We stand on the threshold of ending the global book famine for people who read differently due to blindness, low vision, dyslexia, or a physical disability that interferes with reading. A bill to ratify and implement the Marrakesh Treaty was just introduced in the United States Senate by the chairs and ranking members of the Foreign Relations and Judiciary Committees. This bipartisan bill makes it possible for organizations such as Benetech to create accessible versions of books for all types of readers and to share them across borders through a copyright exception. As a result, millions of people worldwide will be able to read in ways that work for them.
The bill represents a consensus effort that involved all of the key stakeholders, from authors and publishers, to libraries and the organized blind, diplomats, copyright experts, and our Congress. We especially want to acknowledge the efforts of Scott LaBarre and the National Federation of the Blind for continuing to push for the Treaty’s adoption, and those of Professor Justin Hughes who led the U.S. delegation that negotiated the Treaty and played an important role catalyzing consensus.
Momentum is on our side. Europe as a block already committed to complete the ratification process this year. With the United States acting now, the Marrakesh Treaty is poised to play a pivotal role in solving the global book famine.

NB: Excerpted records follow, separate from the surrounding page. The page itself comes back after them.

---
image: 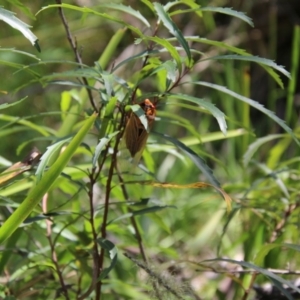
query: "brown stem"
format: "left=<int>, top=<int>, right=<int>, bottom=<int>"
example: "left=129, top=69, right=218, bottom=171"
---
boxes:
left=56, top=0, right=98, bottom=112
left=269, top=203, right=300, bottom=243
left=42, top=194, right=70, bottom=300
left=242, top=272, right=258, bottom=300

At Benetech, we are especially excited about this prospect. The Treaty will enable a true global library for the blind and other people who read differently. Benetech just released a Marrakesh Treaty implementation guide, which shows how our pioneering Bookshare model could solve the global book famine once and for all with relatively modest amounts of funding given the enabling policy environment created by the Marrakesh Treaty.
We’re looking forward to the Senate Foreign Relations Committee hearing on April 18th as we move one step closer to making sure all people around the world have access to books that work for them!